5. Der Schuldspruch hinsichtlich der Tat II.2 g (Fall 14) der Urteilsgründe beruht auf den aufgezeigten Rechtsfehlern (§ 337 Abs. 1 StPO). Auf weitere in der Revisionsbegründung der Staatsanwaltschaft und in der Antragsschrift des Generalbundesanwalts aufgezeigte Rechtsmängel kommt es daher nicht mehr an. Die zugehörigen Feststellungen hebt der Senat insgesamt auf.
Hierdurch haben sowohl der zugehörige Einzel- sowie der Gesamtstrafenausspruch die Grundlage verloren. Die Sache bedarf daher insoweit neuer Verhandlung und Entscheidung.
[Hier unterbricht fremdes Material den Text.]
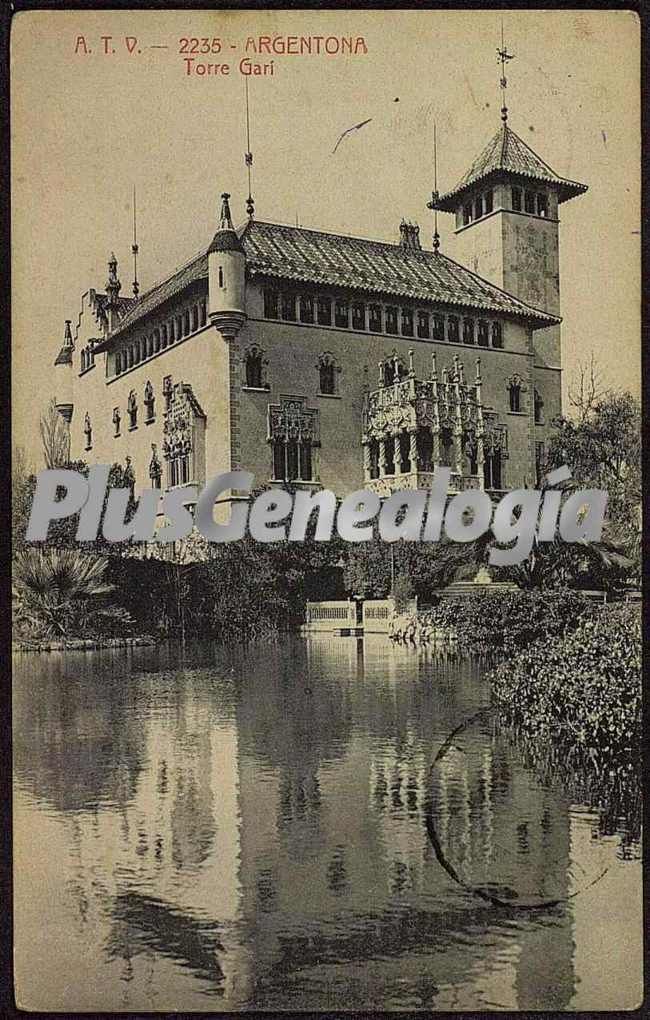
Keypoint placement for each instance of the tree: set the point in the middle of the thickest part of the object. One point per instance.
(60, 591)
(603, 450)
(55, 437)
Hierbei wird die neu zuständige Strafkammer auch die Hinweise der Revision zu der waffenrechtlichen Einordnung der gefundenen Messer aufzunehmen haben.
6. Rechtsfehler zu Lasten des Angeklagten (§ 301 StPO) hat die Überprüfung des Urteils im Anfechtungsumfang nicht ergeben.
Cirener Gericke Mosbacher Resch Werner Vorinstanz: Landgericht Berlin, 18.09.2023 - (502 KLs) 254 Js 222/22 (7/23)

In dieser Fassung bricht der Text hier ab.